One King’s Way by Harry Harrison. Chapter 26, 27, 28

Shef, always impatient with speculation which could not be settled one way or the other, shook the thought off. Concentrated on hustling everyone into action, even on the rest day Hund had decreed.

So, their dead buried, a supply of cooked meat in every pack, they mustered to travel onwards. Remembering what he had seen on his soul-flight, Shef led them confidently to the lake through the birches. It was where he thought, stretching away as far as the eye could see, long and narrow, a natural water-road. Still unfrozen—but not for long as the chill of autumn gave way to winter.

Yet they had no boats. Shef had had the idea of making light boats from bark, as Brand had said the Finns did. A little experiment proved that none of Shef’s party had the faintest idea how it was done. The Finns who sometimes skied by, keeping an eye on the visitors, shrugged uncomprehendingly if appealed to. Many in Shef’s party were skilled craftsmen, who could—given time—have built anything up to a complete ship from trunks and planks. By the time that was done, they would all have starved.

They plodded on on foot, keeping to the birches as long as they could, for shelter from the wind and the drifting snow. Another day’s travel and the wood came to an end with the lake, leaving only the immense level moor stretching out before them, now covered in snow. Nineteen pairs of eyes turned to Shef as he contemplated the prospect. All but Cuthred’s showed doubt and hesitation.

Silently Shef gave orders to camp again in the kindly woods, light fires and cook their already-dwindled supplies. He waved at the Finn who seemed never to be too far away, like the wolves, and said to him firmly, “Piruusi. Bring Piruusi.”

The headman skied eventually out of the dark, as untroubled by the snow and wind as if it had been a spring day in Hampshire, and settled down enjoyably to a long night of bargaining.

The real solution was to turn everyone in Shef’s party into expert skiers, make skis, and set off to the Way-College mining station which, if Piruusi could be trusted—and on this he probably could—was maybe sixty, maybe a hundred miles downstream. Again, they would all have starved long before that could be achieved. In the end, and after arguing himself hoarse, Shef settled for as many pairs of spare skis as the Finn camp could provide, together with four reindeer sleighs and their drivers to take the rest. It cost Shef his second gold arm-ring, another twenty silver pennies, and four good iron wood-axes.
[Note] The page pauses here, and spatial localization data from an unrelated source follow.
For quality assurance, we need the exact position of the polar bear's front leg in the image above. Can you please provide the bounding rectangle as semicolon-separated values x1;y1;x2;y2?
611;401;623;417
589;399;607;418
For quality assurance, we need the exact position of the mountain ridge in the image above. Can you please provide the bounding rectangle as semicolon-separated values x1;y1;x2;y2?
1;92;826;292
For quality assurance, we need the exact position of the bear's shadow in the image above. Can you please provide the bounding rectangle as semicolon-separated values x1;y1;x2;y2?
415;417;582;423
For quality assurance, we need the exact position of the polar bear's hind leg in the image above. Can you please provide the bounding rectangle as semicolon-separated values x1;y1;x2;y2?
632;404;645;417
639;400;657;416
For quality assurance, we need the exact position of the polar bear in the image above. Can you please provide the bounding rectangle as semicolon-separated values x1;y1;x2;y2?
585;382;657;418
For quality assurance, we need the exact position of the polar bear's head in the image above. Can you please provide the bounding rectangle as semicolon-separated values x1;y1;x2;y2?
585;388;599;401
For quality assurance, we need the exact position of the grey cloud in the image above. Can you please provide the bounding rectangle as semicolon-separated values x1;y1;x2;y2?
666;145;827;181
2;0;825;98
It might have cost more if not for an intervention from Cuthred.

“Make iron yourself?” Shef asked, as they haggled over axes.

Piruusi signed a vehement no.

“What you cut with before the Norse-folk come, then?” Shef went on.

“They cut with these,” said Cuthred from his place by the fire. From inside his jacket he produced a stone axe, a worked flint too big even for Cuthred’s powerful hands. An axe to be used by a giant, a gift, seemingly, from Echegorgun.

Fear showed in Piruusi’s eyes as he looked at it, and remembered the strange powers these pathetic foreigners were in league with. He ceased to haggle, came quickly to an agreement. The next morning, sleighs and skis arrived, and Shef began the still-laborious process of deciding who should do what, who was the strongest, the likeliest to learn. He was careful not to let only his weakest ride in the sleighs, for those carried his reserves of cash, gold and silver. He had been careful also never to let the Finns see how much he had. Drink-brother he might be to Piruusi, even piss-brother if there were such a term: none of that, he was sure, would shield Piruusi from giving in to temptation.

The early coming of winter had surprised but not particularly alarmed the Way-College’s mining station deep inside Swedish Finnmark. There were a dozen men there and half that number of women, four priests of the Way, apprentices and hired workers. They had good supplies and plenty to keep them occupied. During the summer they dug the ore, during the winter smelted it and made it into trade products, pigs of iron or such things as half-finished axe-heads, which could be threaded on bars and moved in bulk. They had built their work-station at a point where they had good communications at all times, by water down the river when it was unfrozen. After that they shipped metal down, by ski and sleigh over a plain road once the ice came. They were well-stocked for the winter in food and fuel. Indeed, they spent much of their time in winter burning charcoal in the birch and pine-woods that began to grow out of the moor as it sloped down towards the sea.